Jacob ainda pode ser considerado um desbravador. Nas metrópoles brasileiras, quem quer usar a bicicleta como meio de transporte tem dificuldade em encontrar pistas exclusivas e lugares para guardá-la, os chamados bicicletários. Aos poucos, porém, as grandes cidades estão se tornando menos hostis a quem pedala. O movimento pró-bicicleta começou na Europa, espalhou-se por outros países e hoje quase todas as capitais brasileiras têm projetos, públicos ou privados, em favor de um meio de transporte “limpo”, barato e saudável.

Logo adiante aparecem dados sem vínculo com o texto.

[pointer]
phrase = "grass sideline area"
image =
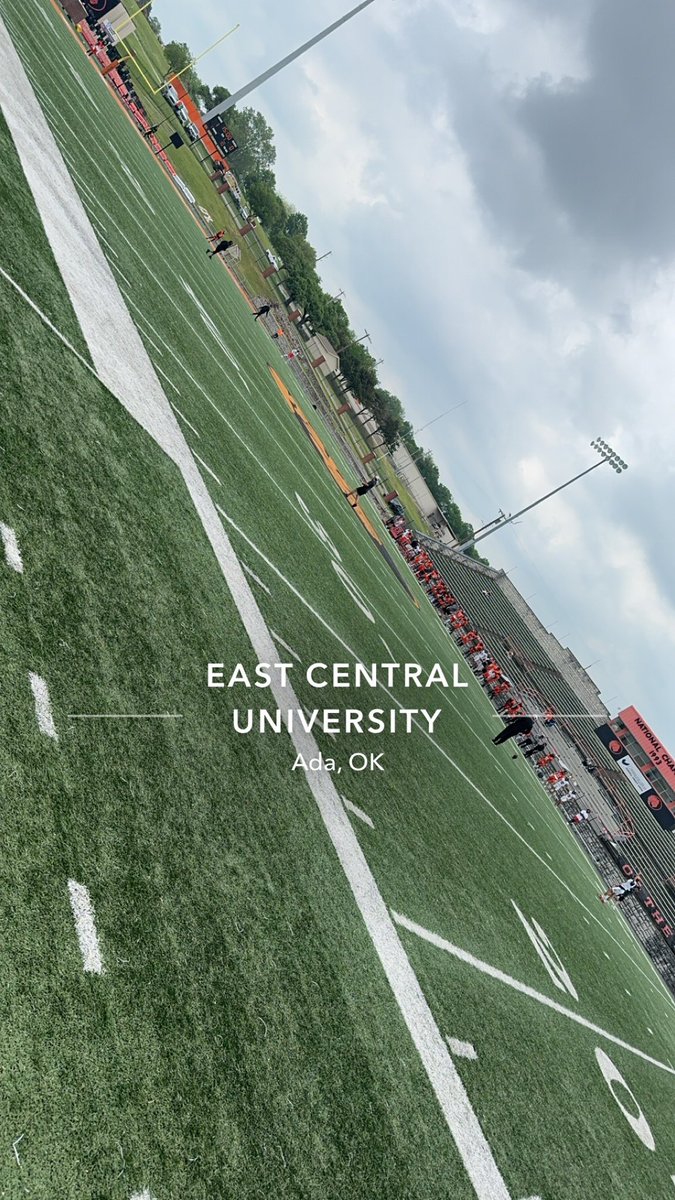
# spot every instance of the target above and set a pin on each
(149, 55)
(244, 1038)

O espaço reservado às bicicletas no Brasil quadruplicou desde 2003, segundo dados oficiais. De 600 quilômetros de ciclovias no país inteiro, passou-se a 2.500 – sem falar na adaptação de calçadas e na criação de faixas preferenciais.
Ainda é pouco perto da campeã Holanda, um país que, numa área equivalente à do Estado de Pernambuco, tem 34.000 quilômetros de ciclovias. Mas o número de iniciativas vem crescendo. Cidades tão diferentes quanto Aracaju, Brasília e São Paulo lançaram projetos para bicicletas. Outras, como Praia Grande, em São Paulo, e Curitiba, já são consideradas exemplos.

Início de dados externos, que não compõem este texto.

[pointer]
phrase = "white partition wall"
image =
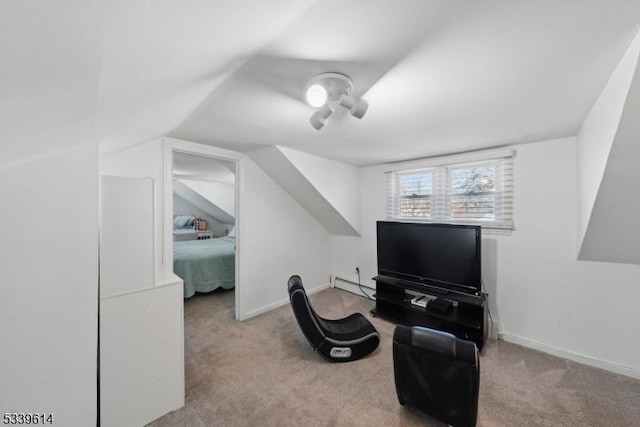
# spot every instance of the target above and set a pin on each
(141, 339)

A capital do Paraná é a campeã brasileira em quilometragem exclusiva para bicicletas (122 quilômetros). Planeja implantar um sistema de aluguel de bicicletas públicas semelhante ao de cidades como Paris e Barcelona, as vedetes dessa onda.
Uma década atrás, Rennes, na França, lançou um programa de transporte público com bicicletas. Tornou-se modelo internacional. Oslo, na Noruega, aderiu à idéia em 2001, depois vieram Estocolmo (Suécia), Londres (Inglaterra), Lyon (França), Copenhague (Dinamarca), Barcelona (Espanha), Berlim e Frankfurt (Alemanha), entre outras.
Quando Paris inaugurou sua versão, o Vélib (abreviatura de “vélo”, “bicicleta”, e “libre”, “livre”), no ano passado, a idéia virou assunto obrigatório de planejadores urbanos do mundo todo. O sistema parisiense consiste em 10 mil bicicletas de ar retrô e selim cor-de-rosa espalhadas por diversos pontos da cidade, disponíveis 24 horas. Mais de 100 mil usuários estão inscritos no projeto. Eles compram uma “cota” diária, semanal ou anual, carregada em um cartão magnético que destranca as bicicletas, estacionadas perto de bocas do metrô.
Quando se chega ao destino, basta estacionar a bicicleta no “paraciclo” mais próximo. Nem tudo funciona perfeitamente. Os usuários tendem a pegar as bicicletas nos bairros mais altos da cidade e deixá-las nas ruas mais baixas, em detrimento de quem precisa delas no alto das ladeiras. Mas a facilidade de uso e o preço do sistema garantiram o sucesso imediato do Vélib. A primeira meia hora de pedal em Paris sai de graça. (Em Londres, o aluguel pode ser pago pelo telefone celular.)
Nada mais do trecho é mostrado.